Largely buried in the coverage of Joe and Anthony Russo's San-Diego Comic-Con is the news that the pair will be adapting Grimjack as one of their next projects.
For those of you who aren't familiar with the John Ostrander & Tim Truman created character from the dear departed (and recently resurrected) First Comics line, Grimjack came out of the 80s grim 'n' dark era, but came to its darkness honestly, without pretension or affectation, and independently from the comic 80s zeitgeist. While the comic featured plenty of art talent over the years (Tom Mandrake, Kelley Jones), it was always Ostrander at the helm, and he has carefully managed the rights since First's implosion in 1992.
For those surprised by the Russo announcement, don't be. Grimjack has had a small but determined fanbase since his introduction in the Starslayer comic. That's in no small part to the setting – the pandimensional city of Cynosure. Cynosure is constantly intersecting, separating and re-intersecting with different realities, meaning the very laws of physics can change from block to block.
What that meant on the page was a series that combined stories laced with science fiction, fantasy and political corruption all colored with a noir fiction pastiche.
That wasn't the real trick of Ostrander's Grimjack, though. The trick was that he crossed these genres absolutely seamlessly.

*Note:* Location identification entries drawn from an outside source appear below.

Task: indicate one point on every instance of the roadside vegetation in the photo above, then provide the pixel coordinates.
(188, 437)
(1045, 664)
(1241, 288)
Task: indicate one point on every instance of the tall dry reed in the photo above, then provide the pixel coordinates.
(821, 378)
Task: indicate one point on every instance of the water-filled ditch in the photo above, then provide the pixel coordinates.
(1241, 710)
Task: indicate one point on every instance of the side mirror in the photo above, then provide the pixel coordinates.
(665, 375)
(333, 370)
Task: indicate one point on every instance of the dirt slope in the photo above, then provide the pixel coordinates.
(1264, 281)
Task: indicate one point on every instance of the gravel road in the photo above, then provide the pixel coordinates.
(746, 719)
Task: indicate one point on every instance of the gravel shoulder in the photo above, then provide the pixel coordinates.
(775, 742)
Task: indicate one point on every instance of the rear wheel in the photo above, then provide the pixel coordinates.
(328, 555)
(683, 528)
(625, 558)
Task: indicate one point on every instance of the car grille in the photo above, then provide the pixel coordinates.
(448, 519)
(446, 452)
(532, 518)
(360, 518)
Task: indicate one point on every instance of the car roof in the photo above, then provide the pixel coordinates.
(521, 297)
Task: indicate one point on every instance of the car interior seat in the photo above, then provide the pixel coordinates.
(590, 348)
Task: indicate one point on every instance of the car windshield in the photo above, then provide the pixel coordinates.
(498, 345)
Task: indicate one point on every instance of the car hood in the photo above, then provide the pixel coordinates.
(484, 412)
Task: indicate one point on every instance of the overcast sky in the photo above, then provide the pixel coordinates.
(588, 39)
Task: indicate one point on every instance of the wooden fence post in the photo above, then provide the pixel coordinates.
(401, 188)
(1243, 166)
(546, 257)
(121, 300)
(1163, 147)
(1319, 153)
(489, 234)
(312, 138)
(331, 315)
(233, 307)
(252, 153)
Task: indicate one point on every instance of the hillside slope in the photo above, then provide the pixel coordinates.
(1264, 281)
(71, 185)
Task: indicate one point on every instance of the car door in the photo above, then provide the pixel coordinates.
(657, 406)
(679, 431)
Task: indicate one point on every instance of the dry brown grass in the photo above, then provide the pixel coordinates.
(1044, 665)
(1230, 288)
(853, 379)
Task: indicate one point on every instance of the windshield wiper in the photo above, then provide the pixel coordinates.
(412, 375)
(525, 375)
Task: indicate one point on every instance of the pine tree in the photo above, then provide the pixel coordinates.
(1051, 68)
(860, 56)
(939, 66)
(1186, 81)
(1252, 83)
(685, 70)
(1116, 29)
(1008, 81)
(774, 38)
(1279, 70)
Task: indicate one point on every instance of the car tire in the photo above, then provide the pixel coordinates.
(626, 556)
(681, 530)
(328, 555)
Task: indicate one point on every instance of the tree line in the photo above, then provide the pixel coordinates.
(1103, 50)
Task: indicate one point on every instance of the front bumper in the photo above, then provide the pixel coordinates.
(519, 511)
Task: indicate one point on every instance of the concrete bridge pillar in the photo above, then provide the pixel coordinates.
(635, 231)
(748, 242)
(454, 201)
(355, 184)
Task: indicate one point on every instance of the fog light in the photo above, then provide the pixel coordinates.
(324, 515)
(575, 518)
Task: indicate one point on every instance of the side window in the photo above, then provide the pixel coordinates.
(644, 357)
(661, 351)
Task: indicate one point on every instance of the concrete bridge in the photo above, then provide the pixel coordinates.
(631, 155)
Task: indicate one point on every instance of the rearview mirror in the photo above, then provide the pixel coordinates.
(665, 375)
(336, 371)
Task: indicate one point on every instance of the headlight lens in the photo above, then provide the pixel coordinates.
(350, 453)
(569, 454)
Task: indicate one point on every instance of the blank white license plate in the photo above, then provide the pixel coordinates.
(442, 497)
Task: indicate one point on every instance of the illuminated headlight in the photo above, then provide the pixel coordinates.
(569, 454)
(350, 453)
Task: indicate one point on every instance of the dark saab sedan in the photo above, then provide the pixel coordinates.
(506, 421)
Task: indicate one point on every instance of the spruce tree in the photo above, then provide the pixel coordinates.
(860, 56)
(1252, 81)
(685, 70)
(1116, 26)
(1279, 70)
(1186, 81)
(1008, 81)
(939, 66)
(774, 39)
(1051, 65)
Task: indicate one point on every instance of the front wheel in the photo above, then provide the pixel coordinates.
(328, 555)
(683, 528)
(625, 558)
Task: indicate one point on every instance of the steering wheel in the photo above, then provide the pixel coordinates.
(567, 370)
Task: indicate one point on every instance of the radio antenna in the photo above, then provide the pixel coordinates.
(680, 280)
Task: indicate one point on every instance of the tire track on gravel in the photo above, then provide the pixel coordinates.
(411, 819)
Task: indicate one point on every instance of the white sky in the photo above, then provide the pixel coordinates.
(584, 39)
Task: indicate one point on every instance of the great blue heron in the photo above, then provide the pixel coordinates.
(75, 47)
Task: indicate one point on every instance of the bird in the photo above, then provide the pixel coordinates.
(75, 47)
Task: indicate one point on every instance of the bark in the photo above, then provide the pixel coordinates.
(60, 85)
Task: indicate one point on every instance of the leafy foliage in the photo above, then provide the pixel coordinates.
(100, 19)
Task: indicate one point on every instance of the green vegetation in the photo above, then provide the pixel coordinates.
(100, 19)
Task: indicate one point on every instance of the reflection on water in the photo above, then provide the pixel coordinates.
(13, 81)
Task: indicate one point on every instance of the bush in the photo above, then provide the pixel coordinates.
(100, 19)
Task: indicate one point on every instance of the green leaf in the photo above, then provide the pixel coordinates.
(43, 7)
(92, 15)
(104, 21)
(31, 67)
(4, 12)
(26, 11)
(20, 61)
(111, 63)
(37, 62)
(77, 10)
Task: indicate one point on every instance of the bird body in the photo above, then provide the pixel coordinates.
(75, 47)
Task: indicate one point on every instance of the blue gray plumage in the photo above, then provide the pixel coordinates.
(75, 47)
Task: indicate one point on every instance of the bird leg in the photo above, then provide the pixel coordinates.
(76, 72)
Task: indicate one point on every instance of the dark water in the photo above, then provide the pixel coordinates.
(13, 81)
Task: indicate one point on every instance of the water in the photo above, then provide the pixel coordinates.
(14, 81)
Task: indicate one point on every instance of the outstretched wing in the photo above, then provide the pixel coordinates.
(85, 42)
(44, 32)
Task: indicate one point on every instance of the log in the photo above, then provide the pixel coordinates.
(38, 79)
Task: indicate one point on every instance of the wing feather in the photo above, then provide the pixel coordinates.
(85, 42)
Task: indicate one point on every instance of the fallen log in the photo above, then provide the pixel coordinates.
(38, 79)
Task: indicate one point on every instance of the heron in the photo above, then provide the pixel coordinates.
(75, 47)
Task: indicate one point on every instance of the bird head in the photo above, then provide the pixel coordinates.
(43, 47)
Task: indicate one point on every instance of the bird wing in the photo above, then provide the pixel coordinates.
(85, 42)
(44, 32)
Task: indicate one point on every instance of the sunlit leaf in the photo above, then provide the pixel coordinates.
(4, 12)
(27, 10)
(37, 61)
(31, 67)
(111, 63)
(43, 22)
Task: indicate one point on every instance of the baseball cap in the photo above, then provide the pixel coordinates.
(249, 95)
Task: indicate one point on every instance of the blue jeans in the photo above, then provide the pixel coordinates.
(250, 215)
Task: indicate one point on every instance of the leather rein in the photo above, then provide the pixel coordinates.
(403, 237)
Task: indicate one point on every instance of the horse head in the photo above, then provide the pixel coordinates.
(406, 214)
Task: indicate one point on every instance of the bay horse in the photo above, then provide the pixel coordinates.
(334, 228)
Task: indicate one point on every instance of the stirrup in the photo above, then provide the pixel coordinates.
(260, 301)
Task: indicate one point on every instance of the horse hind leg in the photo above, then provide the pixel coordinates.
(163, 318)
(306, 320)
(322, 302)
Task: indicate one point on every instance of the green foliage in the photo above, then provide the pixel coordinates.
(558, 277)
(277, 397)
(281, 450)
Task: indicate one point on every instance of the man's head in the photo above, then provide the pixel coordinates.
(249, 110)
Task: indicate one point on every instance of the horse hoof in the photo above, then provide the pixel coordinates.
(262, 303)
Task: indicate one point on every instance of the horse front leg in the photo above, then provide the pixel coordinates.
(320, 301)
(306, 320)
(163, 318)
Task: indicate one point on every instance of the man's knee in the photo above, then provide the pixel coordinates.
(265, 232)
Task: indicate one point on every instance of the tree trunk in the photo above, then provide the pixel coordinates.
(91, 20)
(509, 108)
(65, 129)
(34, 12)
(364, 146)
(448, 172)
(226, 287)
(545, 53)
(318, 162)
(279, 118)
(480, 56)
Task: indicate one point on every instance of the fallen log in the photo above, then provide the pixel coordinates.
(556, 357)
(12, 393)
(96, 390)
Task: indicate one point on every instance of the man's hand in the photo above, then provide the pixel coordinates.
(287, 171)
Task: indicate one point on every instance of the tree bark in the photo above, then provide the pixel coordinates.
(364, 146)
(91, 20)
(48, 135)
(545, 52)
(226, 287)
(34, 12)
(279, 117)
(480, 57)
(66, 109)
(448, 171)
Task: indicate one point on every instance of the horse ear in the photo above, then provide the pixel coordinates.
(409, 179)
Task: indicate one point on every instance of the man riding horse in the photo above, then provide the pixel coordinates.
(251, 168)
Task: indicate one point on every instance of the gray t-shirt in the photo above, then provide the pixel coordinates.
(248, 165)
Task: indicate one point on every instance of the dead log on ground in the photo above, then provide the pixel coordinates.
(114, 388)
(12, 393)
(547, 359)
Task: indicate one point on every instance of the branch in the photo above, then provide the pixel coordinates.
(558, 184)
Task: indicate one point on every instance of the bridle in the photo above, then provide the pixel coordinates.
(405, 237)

So up until now, how would Hollywood be likely to tackle such a property? If history is any judge, likely by focusing on one element – probably the science fiction – and jettison the rest. This is why those of us who have been desperate to see Grimjack in other media should probably count our lucky stars we haven't.
But the Russos aren't like other Hollywood creators. In their hands-on work in the Marvel Cinematic Universe, they have given us 70s style paranoid espionage in Winter Soldier, messy international and political conflict in Civil War, and full on cosmic-scale epics in the last two Avengers. They made us feel that a character like Captain America was perfectly suited to each of these (which if you stop and think about it outside the context of the comics, it's ludicrous). They created a story in which Rocket Raccoon and the Winter Soldier belonged together without anyone giving it a second thought.
And they did it – again – seamlessly.
Although they've given no details as to what this project will look like, it looks possible that Grimjack and the Russos (and the budget they're likely to command) may be the fit that John Gaunt's fans, as well as Ostrander himself, have been waiting decades for.